L’8 febbraio 2026, la Cattedrale di Rimini ha ospitato una celebrazione speciale in onore di don Oreste Benzi, fondatore della Comunità Papa Giovanni XXIII. La Santa Messa, presieduta dal vescovo di Rimini, Nicolò Anselmi, è stata trasmessa in diretta su Rai Uno e RaiPlay, inserita nel contesto della Giornata Mondiale di preghiera e riflessione contro la tratta di persone, tema centrale nell’impegno di don Benzi dedicata a S.Bakhita.
Don Oreste Benzi è ricordato per la sua dedizione alla lotta contro la tratta e lo sfruttamento, sensibilizzando l’opinione pubblica e promuovendo azioni concrete per la difesa dei diritti umani. La sua opera ha lasciato un segno indelebile in oltre 42 Paesi, dove la Comunità continua a operare per la giustizia e la dignità umana.
La celebrazione ha rappresentato un momento di riflessione e preghiera che ha unito fedeli e sostenitori nella memoria di un uomo che ha dedicato la sua vita agli ultimi.
Da poco abbiamo celebrato i 100 anni della nascita di don Oreste Benzi che indubbiamente ha acceso qui a Rimini numerose luci.
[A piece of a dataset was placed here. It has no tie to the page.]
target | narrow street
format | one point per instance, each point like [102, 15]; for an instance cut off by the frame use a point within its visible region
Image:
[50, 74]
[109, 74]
Fatte di tante opere buone, quelle di cui parla il Vangelo di oggi. «Così risplenda la vostra luce davanti agli uomini, perché vedano le vostre opere buone e rendano gloria al vostro Padre che è nei cieli» (Mt 5,16).
Credo che don Oreste abbia fatto così, abbia illuminato la vita di tante persone».
E poi Mons. Anselmi ha voluto ricordare le vittime della tratta, ripercorrendo la storia di S.Bakhita:
«Donne e uomini che si trovano per le nostre strade, non altrove, che hanno vissuto esperienze drammatiche. Santa Bakita è una di queste. Siamo a cavallo tra l”800 ed il ‘900, lei è una ragazza nata nel Darfur, luogo di guerra, migliaia di morti, milioni di sfollati. Viene resa schiava e poi riscattata e liberata dal Console italiano, avviando così un percorso che oggi riguarda tutti noi».